Но вот чудо: хотели опозорить, а народ провожал владыку как святого!
...Год минул с того дня, а всё как вчера. И хотя всего лишился Филипп, но знал, что победил! Знал и то, что дни его сочтены, но уже ничего не боялся. Свой земной путь он вершил достойно.
2.
С воплем вбежал молодой монашек.
— Владыка святый! Беда!
— Сколь раз тебе говорить! Другой на Москве владыка.
— Беда, отче! Царь с опричниками в город пришёл. Ворота заперли, никого не выпускают. Всех подряд бьют, дома жгут, монастыри грабят. Скоро сюда нагрянут. Беги, отче!
— Опоздали хорониться, — просипел от двери Малюта.
Легко, как котёнка, схватил монашка, шваркнул о стену, и выкинув из кельи, тучей надвинулся на Филиппа.
— Я к тебе с делом, честной отче.
— У меня с тобой дела нет, — отрезал Филипп.
— Государь в Новгороде измену раскрыл, — будто не слыша, продолжал Малюта. — Хотели Старицкого на трон, а сами к Литве проситься. А ведаешь, кто в заговоре главный? Пимен, друг твой старинный.
— Пимен — холуй ваш верный. Что мне до него?
— Обида в нём взыграла. Он ведь сам хотел митрополитом стать, а государь тебя поставил. Помнишь, как он на суде против тебя громче всех кричал, он ведь сжечь тебя требовал!
— Говори, зачем пришёл?
— Благослови, отче, поход наш супротив изменников! Царь просит!
— На чёрное дело нет моего благословения. Так и передай!
— Погоди. Государь обещал: ежели благословишь, он Кирилла отставит, тебя снова на митрополию воротит.

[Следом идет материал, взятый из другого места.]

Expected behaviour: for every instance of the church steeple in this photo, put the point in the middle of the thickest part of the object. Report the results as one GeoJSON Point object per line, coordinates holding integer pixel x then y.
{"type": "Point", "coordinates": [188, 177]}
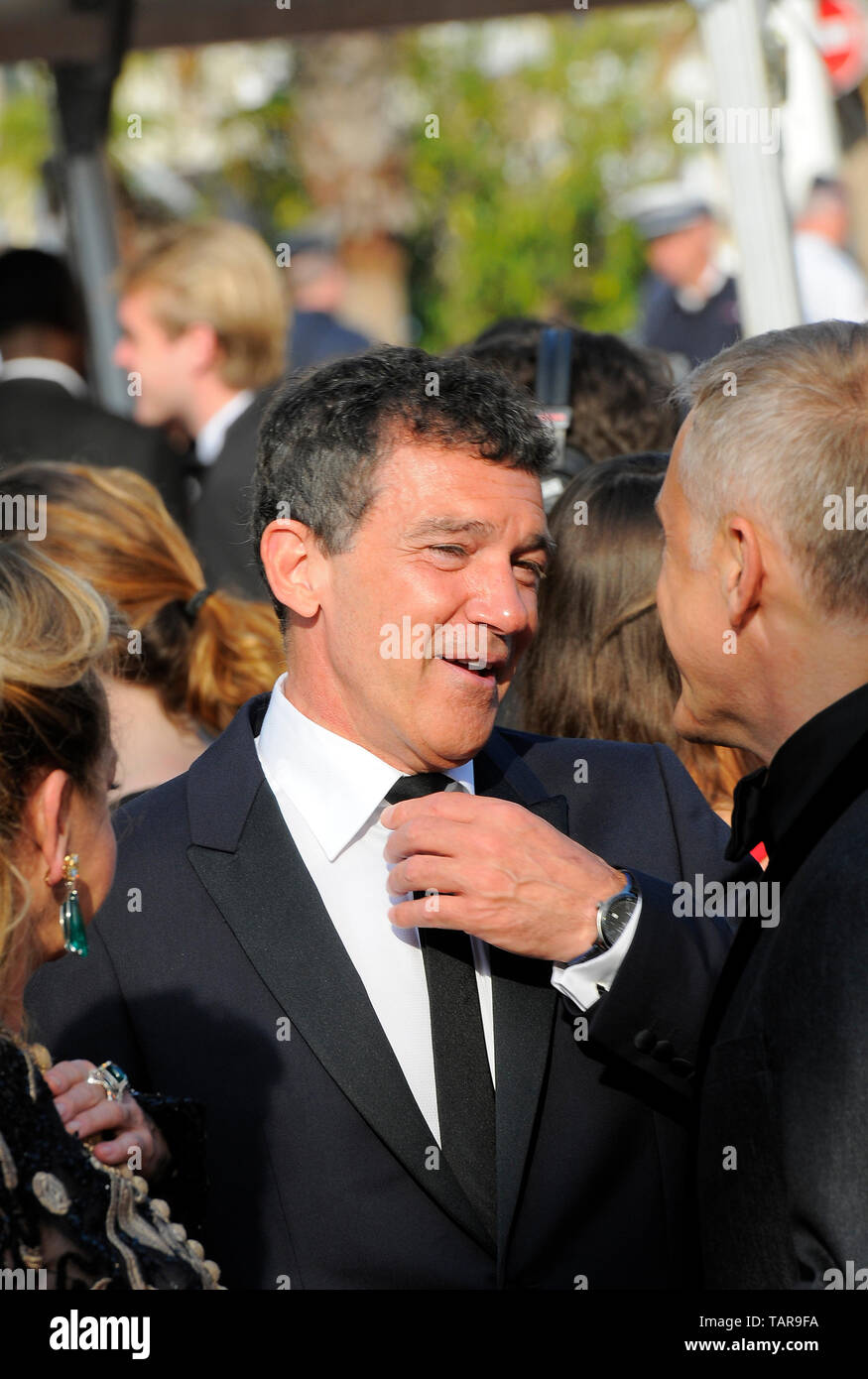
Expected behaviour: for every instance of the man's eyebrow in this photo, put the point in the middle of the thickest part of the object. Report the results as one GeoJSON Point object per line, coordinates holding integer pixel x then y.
{"type": "Point", "coordinates": [475, 527]}
{"type": "Point", "coordinates": [451, 527]}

— Митрой покупаете? Аль не знаете, что не продажен?
— Не спеши отказываться. Государь сказал: не захочет по-хорошему, сделай по-плохому!
— Никак пугаешь меня, упырь? Забыл какого я роду? Я — Колычев! А ты — навоз конский!
— Закрой рот, поп, а то я закрою!
— Плюю на тебя, сатанинское отродье!
Глухо взревев, Малюта кинулся на Филиппа. Но не смиренным монахом, а бесстрашным воином встретил врага Колычев. С детства заученным бойцовским ударом ахнул Малюту в переносицу. Громадная рыжая башка дёрнулась, но настоящей силы в ударе не было, какая ж сила в измождённом голодом теле. Волосатые руки сдавили горло, после недолгой борьбы опричник всей тушей придавил Филиппа к полу, сдёрнул с постели подглавие, стал душить...
Убедившись, что Колычев мёртв, выглянул в дверь, крикнул громко:
— Эй, монаси! Почто печки плохо топите? У вас тут старец от угара задохся.
3.
Разгромив Тверь, закидав Волгу сотнями трупов, чёрная змея опричного войска подползла к Торжку и медленно втянулась в городские ворота, где её уже встречал Зюзин со своим полком. Городишко словно вымер, придорожные сугробы пятнились неприбранными телами земской стражи.
— Ну? — отрывисто спросил Малюта подъехавшего к нему Зюзина.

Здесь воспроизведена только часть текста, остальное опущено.